エリーとリっちゃんはアタシが担いで往復した。

全員が登り終える頃、丁度土埃が晴れて姿が見えてきた所か。

 

魔王は無傷だった。

いや魔王だけは、って言った方が正確か。

 

三匹の竜のうち、二匹が焼け焦げて倒れている。

残ったもう一匹もダメージを受けているようだ。

……盾にしやがったな。

 

「な、なんだいアイツは!? 竜種を三匹も従えるなんて!?」

 

自軍の砦に登ると見たことある婆さんが叫んでいた。

アイツはちょっとした有名人だよ。

 

「婆さん久しぶりだな。会えて嬉しいぜ」

「お、お前は……! なんだいアレは!?」

「本人いわく魔王だとよ。悪いが約束を果たしてくれ。依頼内容は魔王の撃破だ」

「な!? 無茶言うんじゃないよ!」

 

魔王、という単語で砦がザワつく。

まあ下っ端と戦ってたらいきなりボスが顔出すなんて思わねーよな、普通。

 

混乱をまとめたのは一人の兵士だ。

 

「落ち着け! うろたえるな! まさか、本当に現れるとは……。しかもこんなに早く……」

 

このオッサンが纏め役だな。

 

「おいオッサン。アタシ達は任務達成でいいか? 希望通り砦を落として魔王を引きずり出したぞ?」

「例の冒険者か……。話は『ラストダンサー』の細い目をした彼から聞いているよ。本当に魔王が現れるとは思わなかったが……」

 

どうやら任務内容を知ってる奴だったらしいな。
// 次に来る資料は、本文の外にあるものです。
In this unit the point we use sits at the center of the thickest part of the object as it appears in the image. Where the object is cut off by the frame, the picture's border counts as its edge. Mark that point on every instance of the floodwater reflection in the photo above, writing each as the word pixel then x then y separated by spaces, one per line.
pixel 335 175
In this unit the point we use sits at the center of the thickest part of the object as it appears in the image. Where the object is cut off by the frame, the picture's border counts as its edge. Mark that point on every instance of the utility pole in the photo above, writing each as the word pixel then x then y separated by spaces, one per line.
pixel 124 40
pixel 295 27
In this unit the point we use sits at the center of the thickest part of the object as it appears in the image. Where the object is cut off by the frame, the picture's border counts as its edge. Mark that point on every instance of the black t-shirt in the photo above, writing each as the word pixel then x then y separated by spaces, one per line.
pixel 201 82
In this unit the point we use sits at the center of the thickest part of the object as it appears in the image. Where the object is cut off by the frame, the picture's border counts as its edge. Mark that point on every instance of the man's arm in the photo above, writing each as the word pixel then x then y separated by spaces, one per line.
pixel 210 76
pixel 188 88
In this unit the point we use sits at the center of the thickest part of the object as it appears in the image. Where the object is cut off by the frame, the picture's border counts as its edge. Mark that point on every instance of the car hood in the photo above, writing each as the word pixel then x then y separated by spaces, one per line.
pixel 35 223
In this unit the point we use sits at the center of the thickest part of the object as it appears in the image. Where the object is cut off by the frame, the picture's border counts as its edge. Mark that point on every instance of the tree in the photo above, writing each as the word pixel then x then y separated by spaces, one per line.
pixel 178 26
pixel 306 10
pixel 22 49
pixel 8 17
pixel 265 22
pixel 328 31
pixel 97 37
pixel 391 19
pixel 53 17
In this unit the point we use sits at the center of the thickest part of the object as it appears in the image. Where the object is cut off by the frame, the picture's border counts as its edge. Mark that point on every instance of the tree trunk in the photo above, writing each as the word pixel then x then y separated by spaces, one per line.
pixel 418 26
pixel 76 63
よかった。手間が省けた。

 

「話が早いぜ。任務達成だな。それじゃアタシ達は失礼するぜ」

「おいおい!? あんなものを放置していくのか!」

 

あんなもんだから放置していくんだろう。

明らかにヤバイもんはむしろ触ると危険だからな。

 

「……言っておくが任務達成の連絡は私達の誰かがする。もし砦の誰も残らないようなら連絡は届かないぞ?」

「ひっでえな。ついでに戦わせようってか?」

「無茶を言っているのは知っている。だが任務を達成しても魔物を連れて町まで入ってきたら罰則を受けるのは当然だろ?」

 

魔物じゃねえよ、魔王だよ。

ちょっと似てるかもしれねえが別モンだ。

それに相手はまだ外だ。

 

だが、そうやってゴタゴタ揉めてる暇もねえな。

 

「面白い技であった。褒めてつかわす」

 

気がつけば魔王は傷ついたドラゴンの上に乗りながら砦の上部、あたしたちの目の前まで上昇していた。

……早いな。手負いなのにここまで一気に昇るか。